[3rd Sunday of Ordinary Time, Year A, Sept 7, 2014 / Ezek 33:7-9,
Ps 95:1-2, 6-7b, 7c-9, Rom 13:8-10, Matt 18:15-20]
In the Church document Gaudium et Spes there is a strong call for all Christians to assume more responsibility for building the Kingdom in the world of today. This responsibility is reflected in the first reading where Ezekiel is appointed as watchman for his people, called to be vigilant and watch out, to be able to warn the citizens of impending danger. He is called to be a prophetic voice. St Gregory the Great (whose name in Greek means vigilance) compares the prophet to a watchman. Each Christian is called to have a prophetic voice, to watch out and speak out for justice and truth. By virtue of our baptism we all share in the prophetic mission of Christ and his Church. We are called to be active voices.
The Gospel encourages us to be responsible and to speak out against the sins of our brother. If he does not listen we are to seek help. This paves the way for what is known as the right of association, that when we are united together we have a stronger voice. Associations of like-minded people exist in the fields of social justice and human rights. In today’s reflection I would like to emphasize the importance for the Church and for all men and women of good will to be a prophetic voice in the field of bioethics. Some claim that the Church should not delve into issues of bioethics because the Bible does not talk about them. How wrong this is! The whole of Sacred Scripture is concerned about the gift of life (bios) and how we should act and behave morally (ethics) towards one another.
In his letter to the Romans, St Paul lists some precepts of the law one of which is: “You shall not kill.” This commandment is summed up in the appeal: “Love your neighbor as you love yourself.” Our smallest neighbor is the human embryo, so small that he or she is easy to step on and ignore. Today’s responsible and prophetic Christian voice must continue to announce, “Do not kill.” Do not kill unborn human life, do not destroy human embryos in research, do not perform IVF [in vitro fertilization]. What must be ensured in all of scientific research is the respect for the dignity of human life.
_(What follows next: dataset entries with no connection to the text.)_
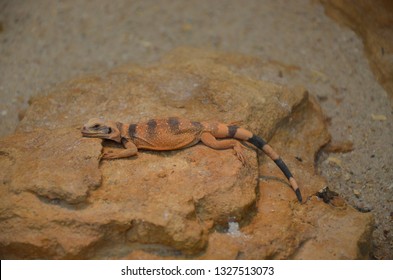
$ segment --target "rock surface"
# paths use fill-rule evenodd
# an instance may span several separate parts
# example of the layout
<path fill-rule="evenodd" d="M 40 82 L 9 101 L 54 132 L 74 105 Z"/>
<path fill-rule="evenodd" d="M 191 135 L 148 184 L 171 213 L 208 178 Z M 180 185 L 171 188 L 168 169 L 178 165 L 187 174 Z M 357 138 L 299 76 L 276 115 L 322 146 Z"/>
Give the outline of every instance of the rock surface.
<path fill-rule="evenodd" d="M 393 2 L 321 0 L 326 13 L 363 39 L 371 68 L 393 101 Z M 393 103 L 392 103 L 393 104 Z"/>
<path fill-rule="evenodd" d="M 34 98 L 0 140 L 0 256 L 368 258 L 371 215 L 315 197 L 326 185 L 315 157 L 329 141 L 319 106 L 302 87 L 261 80 L 262 68 L 252 57 L 177 49 Z M 246 167 L 203 145 L 99 163 L 101 140 L 79 133 L 91 117 L 169 115 L 236 121 L 271 140 L 306 202 L 251 148 Z"/>

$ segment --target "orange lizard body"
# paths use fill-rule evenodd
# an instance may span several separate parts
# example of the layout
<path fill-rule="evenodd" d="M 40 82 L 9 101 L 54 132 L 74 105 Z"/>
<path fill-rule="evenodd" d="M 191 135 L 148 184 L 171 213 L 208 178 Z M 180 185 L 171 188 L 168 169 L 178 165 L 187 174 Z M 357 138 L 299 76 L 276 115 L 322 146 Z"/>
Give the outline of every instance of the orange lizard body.
<path fill-rule="evenodd" d="M 137 124 L 125 124 L 103 119 L 91 119 L 82 128 L 85 137 L 109 139 L 122 143 L 123 150 L 109 150 L 103 159 L 135 156 L 138 149 L 167 151 L 186 148 L 202 142 L 213 149 L 233 149 L 245 164 L 243 146 L 238 140 L 247 141 L 268 155 L 289 180 L 300 202 L 300 189 L 288 167 L 279 155 L 262 138 L 252 132 L 219 122 L 193 122 L 183 118 L 151 119 Z M 217 138 L 229 138 L 217 140 Z M 238 140 L 235 140 L 238 139 Z"/>

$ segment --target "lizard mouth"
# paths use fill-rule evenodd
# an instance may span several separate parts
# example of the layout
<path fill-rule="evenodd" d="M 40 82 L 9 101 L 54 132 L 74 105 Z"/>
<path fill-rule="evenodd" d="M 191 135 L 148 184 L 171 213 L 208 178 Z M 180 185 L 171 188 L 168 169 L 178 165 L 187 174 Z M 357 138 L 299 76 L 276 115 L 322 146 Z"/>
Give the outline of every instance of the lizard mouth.
<path fill-rule="evenodd" d="M 84 127 L 81 132 L 84 137 L 105 138 L 111 134 L 112 129 L 110 127 L 102 127 L 98 130 L 91 130 Z"/>
<path fill-rule="evenodd" d="M 100 137 L 103 136 L 102 133 L 91 132 L 91 131 L 82 131 L 82 136 L 84 137 Z"/>

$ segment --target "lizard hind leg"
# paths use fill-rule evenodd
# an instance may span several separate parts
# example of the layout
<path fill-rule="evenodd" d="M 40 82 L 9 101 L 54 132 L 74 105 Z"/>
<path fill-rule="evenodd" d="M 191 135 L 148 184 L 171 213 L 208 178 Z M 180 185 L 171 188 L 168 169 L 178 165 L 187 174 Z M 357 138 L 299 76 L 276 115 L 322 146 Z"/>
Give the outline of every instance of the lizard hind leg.
<path fill-rule="evenodd" d="M 241 161 L 243 165 L 246 164 L 246 158 L 243 154 L 243 147 L 239 141 L 234 139 L 225 139 L 225 140 L 217 140 L 209 132 L 204 132 L 201 135 L 201 141 L 206 146 L 213 148 L 215 150 L 226 150 L 226 149 L 233 149 L 237 158 Z"/>

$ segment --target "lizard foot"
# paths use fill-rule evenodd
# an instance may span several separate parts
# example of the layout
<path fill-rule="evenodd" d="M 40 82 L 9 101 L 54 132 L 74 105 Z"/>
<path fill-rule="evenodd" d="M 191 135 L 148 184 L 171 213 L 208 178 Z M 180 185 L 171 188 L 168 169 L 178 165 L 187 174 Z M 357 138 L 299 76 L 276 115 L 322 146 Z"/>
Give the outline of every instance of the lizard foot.
<path fill-rule="evenodd" d="M 116 151 L 107 150 L 101 154 L 100 159 L 115 159 L 118 158 Z"/>
<path fill-rule="evenodd" d="M 241 161 L 241 163 L 243 165 L 246 165 L 246 158 L 244 157 L 244 153 L 243 153 L 243 148 L 242 146 L 239 145 L 235 145 L 233 147 L 233 151 L 235 152 L 235 155 L 237 156 L 237 158 Z"/>

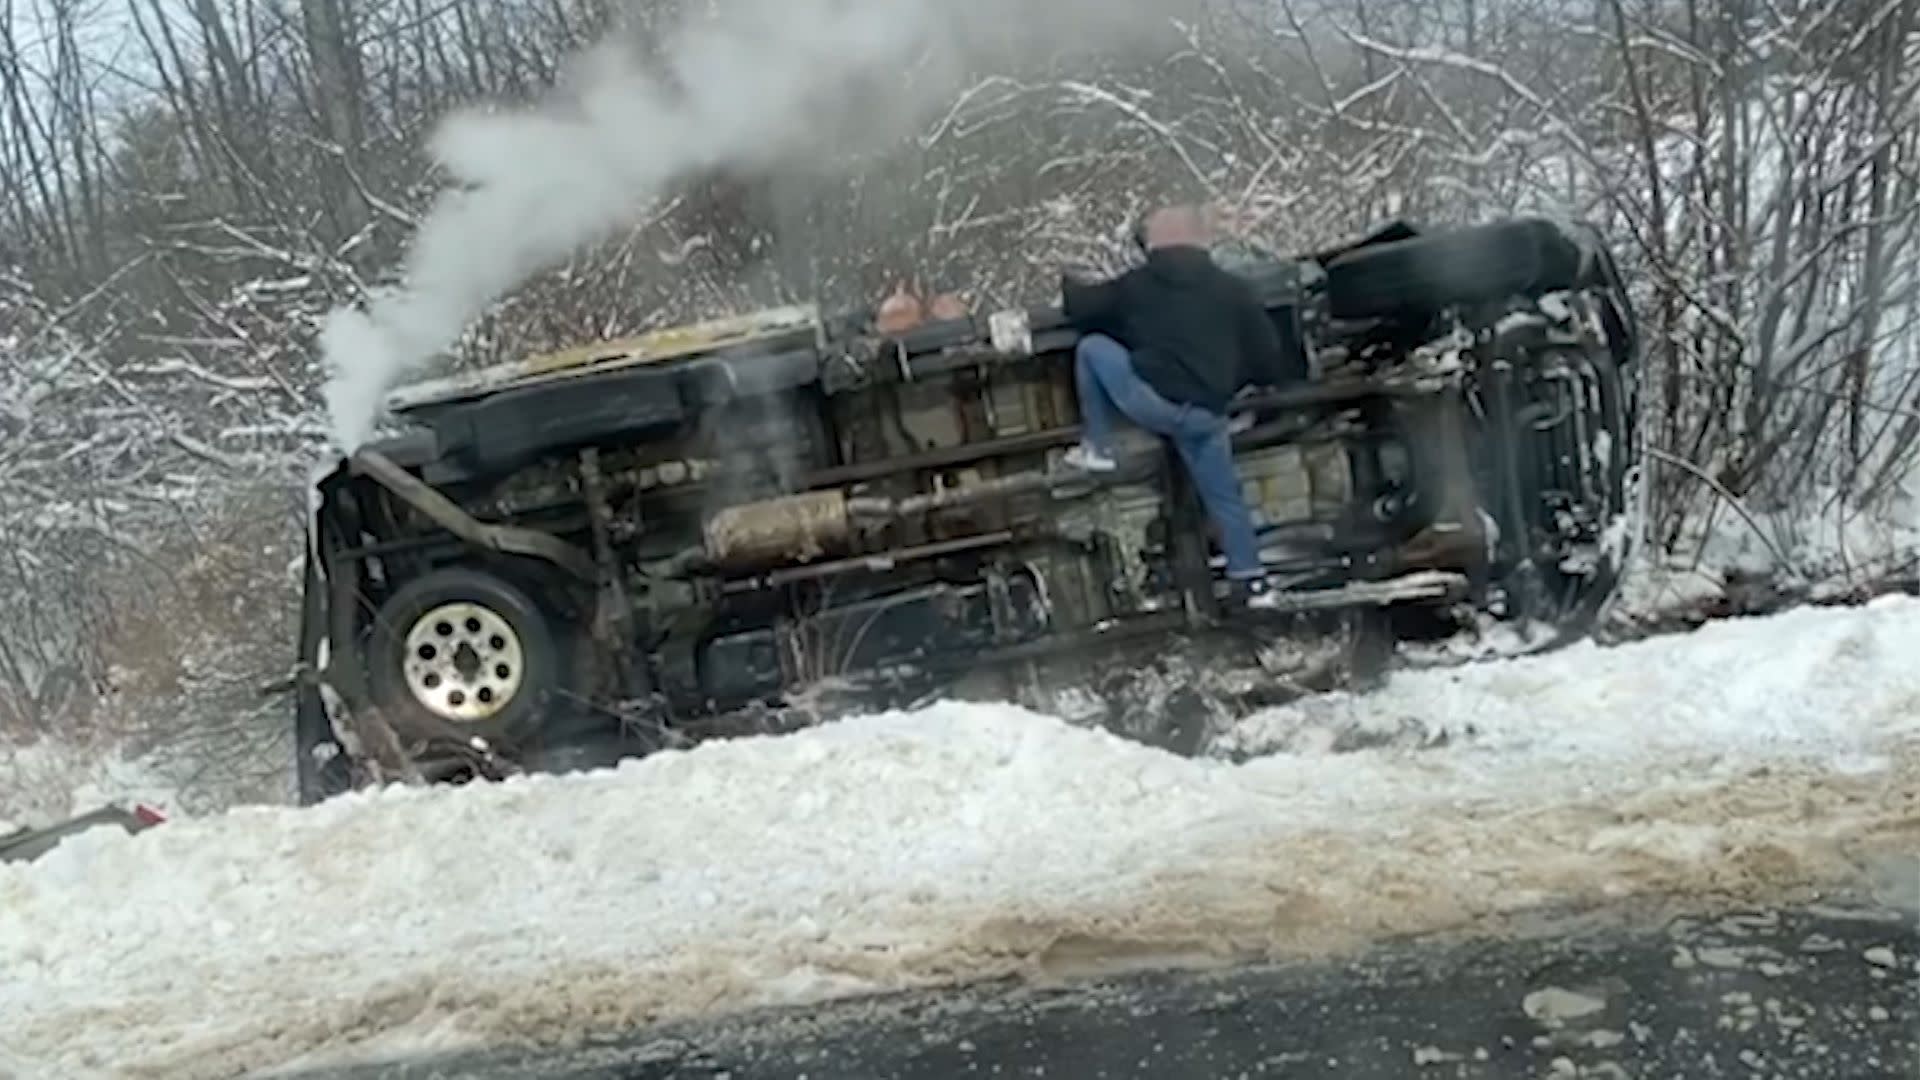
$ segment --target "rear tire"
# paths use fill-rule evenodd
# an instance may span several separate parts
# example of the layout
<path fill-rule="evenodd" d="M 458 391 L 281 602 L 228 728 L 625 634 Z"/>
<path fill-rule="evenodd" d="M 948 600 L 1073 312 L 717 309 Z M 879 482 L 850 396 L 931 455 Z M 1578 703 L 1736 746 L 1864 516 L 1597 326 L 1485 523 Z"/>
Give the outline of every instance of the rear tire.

In his letter on the Gospel of Life, Evangelium vitae, Pope John Paul II wrote: “The human embryo must be respected and treated as a person from the moment of conception” (Evangelium vitae 60). The prophetic voice of the Church is much weakened when we take little effort to be informed about issues of life and death. Many Christians today would wrongly be in favor of IVF for example without really knowing what is involved and not having taken the time or trouble to read what the Church teaches on the subject. This is irresponsible. If a person was in an operating theatre as a bystander and was asked by the surgeon in a critical moment of the operation if he should cut this structure or not, only a foolhardy spectator would answer without having studied well the matter in question. For similar matters of life and death such as abortion, cloning, embryo research and euthanasia it is becoming increasingly fashionable to give opinions on such lofty and serious matters. It is amazing how many people would be in favor of IVF without understanding the technique and its dangers. Many would even have strong opinions against the teaching of the Church without even having read what she says!
We need to take care and be vigilant. Many times we fall asleep in our prophetic responsibility. Today’s expression: “To fall asleep on watch,” comes from the military. Often on night duty a soldier would be on guard, watching out for the enemy. He has to stay awake otherwise lives could be lost. In the society of today, each of us is called to be watchmen and watchwomen. In the battle for a culture of life we can speak out together, join associations, form our consciences and be well informed about important social and political issues. As watchmen we cannot fall asleep. If we remain sleeping many more innocent lives will continue to be lost. Let us resolve to be more active, to speak out more in defense of innocent life.